The first step in whipping this delectable Shrimp Pasta up is grocery shopping! The most important ingredients you’ll need to gather round are bowtie pasta, shrimp and asparagus (if the title didn’t give them away already!). Picking up fresh ingredients is key in creating a five-star dish. And if you think restaurant-quality food can only be enjoyed at a restaurant, think again. Check out The Nutrisystem Grocery Guide > to help you make the most of your next grocery trip and stock up on diet-friendly items.
However, if you do find yourself heading out to dinner, be sure to take NuMi along with you! The NuMi app makes eating healthy easier than ever. Best of all, you’ll be able to enjoy dining out without having to worry about staying on plan.

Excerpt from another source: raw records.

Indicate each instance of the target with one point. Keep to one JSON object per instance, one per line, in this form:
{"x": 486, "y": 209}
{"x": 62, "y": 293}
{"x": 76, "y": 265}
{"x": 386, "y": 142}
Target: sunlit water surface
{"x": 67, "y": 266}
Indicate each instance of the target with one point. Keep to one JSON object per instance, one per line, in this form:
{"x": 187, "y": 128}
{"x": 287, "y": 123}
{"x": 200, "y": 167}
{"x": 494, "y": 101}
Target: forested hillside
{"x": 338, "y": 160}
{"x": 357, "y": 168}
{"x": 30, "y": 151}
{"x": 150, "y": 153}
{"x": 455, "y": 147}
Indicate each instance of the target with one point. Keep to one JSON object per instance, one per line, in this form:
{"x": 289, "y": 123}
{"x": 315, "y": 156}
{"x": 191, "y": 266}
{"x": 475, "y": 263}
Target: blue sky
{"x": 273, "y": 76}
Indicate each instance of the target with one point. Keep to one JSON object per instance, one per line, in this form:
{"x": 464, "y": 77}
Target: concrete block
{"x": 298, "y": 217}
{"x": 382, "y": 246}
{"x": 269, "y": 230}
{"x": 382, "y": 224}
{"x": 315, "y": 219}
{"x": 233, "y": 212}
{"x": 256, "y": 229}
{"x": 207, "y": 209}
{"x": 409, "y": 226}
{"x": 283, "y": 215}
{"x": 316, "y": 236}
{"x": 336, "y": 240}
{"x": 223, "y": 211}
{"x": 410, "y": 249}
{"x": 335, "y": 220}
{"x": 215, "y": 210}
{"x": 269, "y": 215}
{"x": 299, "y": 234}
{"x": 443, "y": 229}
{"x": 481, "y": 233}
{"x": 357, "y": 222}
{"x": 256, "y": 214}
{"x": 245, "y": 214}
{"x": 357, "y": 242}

Now back to your kitchen and on with this delicious chef-inspired Shrimp Pasta. Along with the main ingredients, you’ll also need the accessory ingredients and flavors. Garlic, lemon juice and basil add all the underlying flavors that you may not notice at first but are so very important in creating the final flavor.
But if these flavors just aren’t sounding like your cup of tea (or your bowl of pasta), don’t worry! We have plenty of other great shrimp recipes for you to try out.
- 5-Minute Air Fryer Shrimp Coconut Shrimp with Spicy Apricot Sauce >
- Simple Shrimp & Veggies Foil Packet >
- Shrimp Fajita Bowl >
Also be sure to check out A Lover Letter to Asparagus: Why We Can’t Get Enough of this Veggie > If you’re not already an asparagus aficionado, we hope our love letter inches you a little closer.
Once you’ve gathered all the ingredients for this Shrimp Pasta, you’ll sauté the asparagus in oil, lemon juice and lemon zest. Toss in the shrimp and garlic until the shrimp is pink—stirring often. Finally stir in the Parmesan cheese, basil and pasta and season with black pepper. And before you knew it, you just whipped up a great meal that won’t only impress friends and family, you’ll impress yourself, too!
Calories per Serving: 274
On Nutrisystem, Count As: 1 PowerFuel, 1 SmartCarb, 1 Vegetable and 1 Extra
- 2 cups bowtie whole wheat pasta, cooked
- 1 lb. shrimp, raw
- 1 lb. asparagus, ends trimmed and cut into bite-sized pieces
- 1 garlic clove, minced
- 1 lemon, juiced and zested
- 1 Tbsp. olive oil
- 2 Tbsp. fresh basil, chopped
- ½ cup grated parmesan cheese
- Black pepper, to taste
- Add oil, lemon juice and lemon zest to a large skillet over medium-high heat.
- Add asparagus and sauté for 2 minutes.
- Add in shrimp and garlic. Let cook for 5 minutes or until pink, stirring often.
- Stir in Parmesan cheese, basil and pasta. Season with black pepper.